Known for her unmistakable brand of sweet, heartwarming romances, it is always with great delight that I dive into one of R.S. Grey’s charming stories, trusting her implicitly to deliver a happy and truly enlivening reading experience cover to cover. Yet I was completely unprepared for how much I would find myself loving every single word of this enchanting little gem. This is an easy, comforting read start to finish, occasionally even laced with slapstick comedy of sorts, but underneath this book’s witty narrative and playful tone hides a tender, passionate love story between two lifelong nemeses who keep blurring that fine line between love and hate over and over again, until they can’t even remember why they hated one another in the first place. I cannot recommend this book highly enough to anyone seeking a lighthearted, sexy romance that would leave them smiling from ear to ear.
“Don’t you think it’s time you two put this weird animosity behind you? It’s been 11 years. You’re both on the cusp of becoming successful doctors. Surely you don’t still hate each other!”
I laugh. It sounds hysterical. “Madeleine, Madeleine, Madeleine.”
“Stop saying my name.”
“Do you remember when Mrs. Beckwith, the school counselor, pulled Lucas and me into her office during our senior year? After the parking lot incident?”
“It took one hour for us to break her. She gave up counseling. Quit that same day, moved to upstate New York and started farming root vegetables. She said Lucas and I had—and I quote from her resignation letter—‘robbed her of all faith in the future of humanity’.”
Daisy Bell and Lucas Thatcher have been rivals since they were born. Always in competition with one another in everything they did—whether it be academic achievements, sports, or playing pranks on each other—their constant rivalry has marked every single milestone in their lives, becoming a recurring joke among their friends and family, and eventually driving them both to pursue their college studies as far away from one another as possible. Now both trained doctors, and with eleven years of no contact between them, they suddenly find themselves back in their hometown of Hamilton, Texas, once again competing for the same goal—this time that goal being taking over a private practice.

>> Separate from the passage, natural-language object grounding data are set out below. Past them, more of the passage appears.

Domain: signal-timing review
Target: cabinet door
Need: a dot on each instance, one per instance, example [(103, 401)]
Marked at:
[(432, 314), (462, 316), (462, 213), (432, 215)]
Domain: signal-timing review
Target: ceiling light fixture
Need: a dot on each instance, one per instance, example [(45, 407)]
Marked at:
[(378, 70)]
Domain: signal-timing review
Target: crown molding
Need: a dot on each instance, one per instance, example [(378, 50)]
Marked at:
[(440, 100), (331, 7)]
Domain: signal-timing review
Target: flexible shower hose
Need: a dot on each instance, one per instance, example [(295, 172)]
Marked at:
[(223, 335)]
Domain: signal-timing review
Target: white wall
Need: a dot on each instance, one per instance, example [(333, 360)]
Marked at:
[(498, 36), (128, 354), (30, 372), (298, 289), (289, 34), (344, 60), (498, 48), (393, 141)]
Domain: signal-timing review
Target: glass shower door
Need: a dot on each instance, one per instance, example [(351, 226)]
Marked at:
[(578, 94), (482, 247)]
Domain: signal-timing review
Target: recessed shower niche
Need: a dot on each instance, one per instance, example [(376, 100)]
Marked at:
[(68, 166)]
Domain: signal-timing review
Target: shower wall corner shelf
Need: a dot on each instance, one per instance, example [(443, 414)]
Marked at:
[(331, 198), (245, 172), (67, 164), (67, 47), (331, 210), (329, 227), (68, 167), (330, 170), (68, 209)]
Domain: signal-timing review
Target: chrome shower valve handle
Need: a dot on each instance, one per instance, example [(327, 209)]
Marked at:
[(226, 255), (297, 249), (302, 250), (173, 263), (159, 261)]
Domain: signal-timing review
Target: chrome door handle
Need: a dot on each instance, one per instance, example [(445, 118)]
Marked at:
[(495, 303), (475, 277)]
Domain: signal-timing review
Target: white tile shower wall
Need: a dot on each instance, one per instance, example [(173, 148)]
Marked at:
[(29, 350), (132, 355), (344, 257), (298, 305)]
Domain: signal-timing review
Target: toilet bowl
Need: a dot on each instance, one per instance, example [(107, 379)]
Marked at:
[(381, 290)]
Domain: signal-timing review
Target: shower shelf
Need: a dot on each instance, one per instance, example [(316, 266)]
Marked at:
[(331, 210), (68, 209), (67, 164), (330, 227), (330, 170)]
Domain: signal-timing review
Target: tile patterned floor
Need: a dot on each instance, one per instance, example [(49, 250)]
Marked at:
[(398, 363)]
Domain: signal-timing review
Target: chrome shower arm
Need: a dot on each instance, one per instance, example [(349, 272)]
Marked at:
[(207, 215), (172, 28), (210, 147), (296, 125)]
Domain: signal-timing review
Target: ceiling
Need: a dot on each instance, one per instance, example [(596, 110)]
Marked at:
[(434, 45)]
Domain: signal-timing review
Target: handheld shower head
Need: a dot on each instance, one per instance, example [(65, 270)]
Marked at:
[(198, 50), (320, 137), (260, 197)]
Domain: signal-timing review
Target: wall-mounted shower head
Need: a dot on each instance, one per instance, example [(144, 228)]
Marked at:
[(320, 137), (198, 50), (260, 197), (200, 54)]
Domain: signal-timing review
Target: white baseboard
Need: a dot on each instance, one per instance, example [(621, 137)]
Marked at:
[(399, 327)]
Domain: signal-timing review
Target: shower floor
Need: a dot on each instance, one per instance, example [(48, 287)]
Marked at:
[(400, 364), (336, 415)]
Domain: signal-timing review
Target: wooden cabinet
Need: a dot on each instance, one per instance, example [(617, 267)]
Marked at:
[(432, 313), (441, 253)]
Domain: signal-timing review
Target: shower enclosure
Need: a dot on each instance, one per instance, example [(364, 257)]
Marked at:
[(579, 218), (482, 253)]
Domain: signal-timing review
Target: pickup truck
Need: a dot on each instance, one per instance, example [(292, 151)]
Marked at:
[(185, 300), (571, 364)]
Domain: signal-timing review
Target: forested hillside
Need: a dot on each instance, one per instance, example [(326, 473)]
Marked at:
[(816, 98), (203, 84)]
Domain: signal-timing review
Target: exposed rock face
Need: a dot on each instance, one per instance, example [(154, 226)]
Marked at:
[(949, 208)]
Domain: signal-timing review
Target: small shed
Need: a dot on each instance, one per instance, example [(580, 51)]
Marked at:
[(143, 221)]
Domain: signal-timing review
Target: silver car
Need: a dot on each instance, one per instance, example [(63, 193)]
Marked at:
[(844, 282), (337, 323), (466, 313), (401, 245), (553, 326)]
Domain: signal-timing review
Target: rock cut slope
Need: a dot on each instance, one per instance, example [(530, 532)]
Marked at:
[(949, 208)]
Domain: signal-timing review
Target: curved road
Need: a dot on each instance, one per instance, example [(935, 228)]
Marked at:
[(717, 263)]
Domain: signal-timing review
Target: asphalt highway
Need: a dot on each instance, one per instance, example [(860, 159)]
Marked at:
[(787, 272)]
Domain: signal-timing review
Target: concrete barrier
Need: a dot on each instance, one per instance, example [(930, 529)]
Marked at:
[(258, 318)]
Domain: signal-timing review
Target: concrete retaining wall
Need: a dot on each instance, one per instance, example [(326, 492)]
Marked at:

“We will never get along. 11 years apart is nothing. It has changed nothing. If anything, it’s given our animosity time to mature like a fine wine—or better yet, a stinky cheese.”
But while Lucas appears to look forward to spending every working hour together and even willing to extend an olive branch, Daisy’s animosity towards her childhood nemesis has not run out of steam over time, only amplifying her professional competitiveness tenfold and driving her to devise schemes to drive her opponent out of town.
This is a sickness I can’t cure. At this point, my loathing for him has become a bodily function. Eat, drink, hate.
The more she gets to know Lucas, however, the more she realises that she no longer remembers what it is about him that she hated in the first place. And his chiselled good looks only seem to weaken her stubborn resolve to keep hating him, until their amusing little battle of wills slowly turns into foreplay.
What was once a childish chess match has turned into an X-rated game of capture the flag, except our underwear are the flags.
But three decades of seeing Lucas as her ‘mortal enemy’ are hard to forget so suddenly, regardless of how many orgasms he keeps giving her, or how much her feelings for him keep changing with each passing day. And her battle becomes even harder when she realises that her enemy might have never been her enemy at all.
Lucas Thatcher, bane of my waking life and lead role in my nightmares is kissing me, and my good hand is wrapped around the collar of his white coat and tugging him. Hard. Against me.
An unputdownable story from the get-go, entirely character-driven, and with a perfectly paced build-up of steam and emotion, I felt positively giddy while reading this book. And while I’m not usually drawn to I Love Lucy-esque heroines, their farcical behaviour often preventing me from connecting to them, I found those very characteristics in Daisy to be the most appealing and compelling. Her entire personality is a ‘comedy of errors’, driving her to over-the-top actions and reactions, but beneath it all, lies a young woman who has been stuck in a ‘time warp’ of her own making, and who is simply afraid to admit to herself what her heart has known all along. Lucas, on the other hand, is a ‘gift that keeps giving’, and from the moment we hear his voice, we keep discovering more and more reasons to love every single thing about him.
This book was such a joy to read. R.S. Grey’s comedic timing remains on point, as always, never distracting from some of the more serious moments in the story, or the depth of emotion lacing her characters’ words. I walked away on such a high, so so tempted to just jump back to the beginning.
“Show me what you used to do in high school. Late at night, when you were all alone. When you should have been sleeping.”
I smirk. “Hand me that old calculus textbook and I’ll show you.”